For Visa, APIs — And Acquisitions — Target Cross-Border Payment Pain Points 

Visa Payments

The rise of global commerce between enterprises, always on in a 24/7 world across time zones and currencies, shows that cross-border payments need a (digital) makeover.

Depending on the vertical (technology stands out as an example), supply chains are comprised of many links that stretch across borders. Firms of all sizes, particularly smaller ones, are finding new audiences in new markets located far away from domestic strongholds.

And in the perennial build vs. buy debate, for the payments giants – specifically, Visa – the strategy comes squarely down on the side of “buy,” particularly when it comes to B2B.

On Thursday (July 22), Visa said it had spent 700 million U.K. pounds (the equivalent of about $963 million USD) to buy B2B cross-border payments firm Currencycloud. Visa, which already had a strategic partnership in place with the firm, now takes the Currenclycloud APIs and platform fully into its fold.

Currencycloud offers real-time notification on FX and access to multi-currency wallets, as well as virtual accounts. As reported Thursday, Currencycloud has relationships with about 500 banking and technology clients spanning 180 countries.

Second FinTech Deal In Rapid Succession

This is the second large FinTech-related acquisition by Visa this year, on the heels of its announcement that it would buy data aggregator Tink in a $2.1 billion deal. Different price tags and a different geographic scope, perhaps (Tink is focused on Europe, while Currencycloud is global) — but the acquisitions reflect Visa’s desire to build new financial services on top of, and alongside, its own rails and offerings, with platforms and connectivity squarely in sight.

As many as 43 percent of all small businesses dabbled in global trade last year, PYMNTS noted upon the news of the Visa-for-Currencycloud deal.

Earlier this year, Visa’s strategy was signaled in part by Kevin Phalen, head of global business solutions at Visa, in an interview with Karen Webster.
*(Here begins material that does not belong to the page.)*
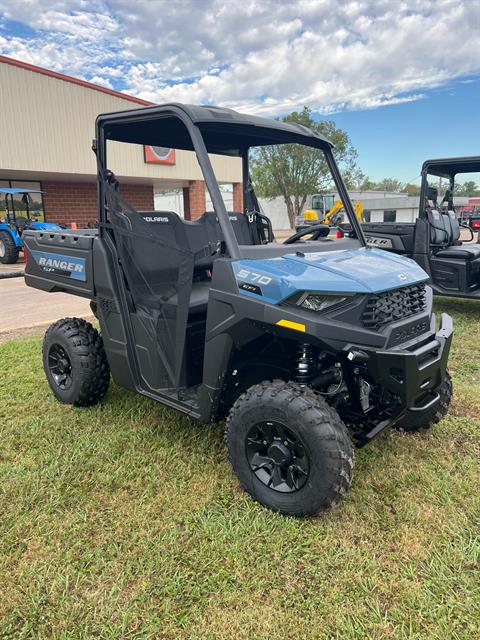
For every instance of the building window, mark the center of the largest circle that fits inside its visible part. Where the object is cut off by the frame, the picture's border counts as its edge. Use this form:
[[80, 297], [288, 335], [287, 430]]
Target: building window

Interoperability, fostered in part by advanced technologies and ease of interaction between infrastructure and corporates, helps eliminate the frictions that have long rendered B2B payments less than optimally efficient.

In one illustration of those inefficiencies, a recent “Innovating Cross-Border Payments” report, done in collaboration between Visa and PYMNTS, found that it takes roughly 33 days for U.S. businesses to receive cross-border payments. Roughly a quarter of sales generated by U.K. and U.S. businesses come from international transactions, which hints at how payment delays can hurt revenue-to-cash generation.

Part of the problem stems from a lack of information (and a resulting lack of transparency) as those payments cross borders.  According to the research, more than a third of mid-sized businesses in both countries said that the inability to attach detailed remittance data to a payment — and the time spent reconciling invoices — creates yet more drag. That puts transaction clarity front and center for businesses and consumers in 2021.

In the aforementioned interview, Phalen said that “buyers and suppliers don’t really care about the network, but they want to have the payment. They want the data [and] they want the information.” He added that interoperability will get a boost with messaging standards such as ISO 20022. Along the way, the $20 trillion in paper checks that are sent out across the U.S. B2B space alone would be winnowed down.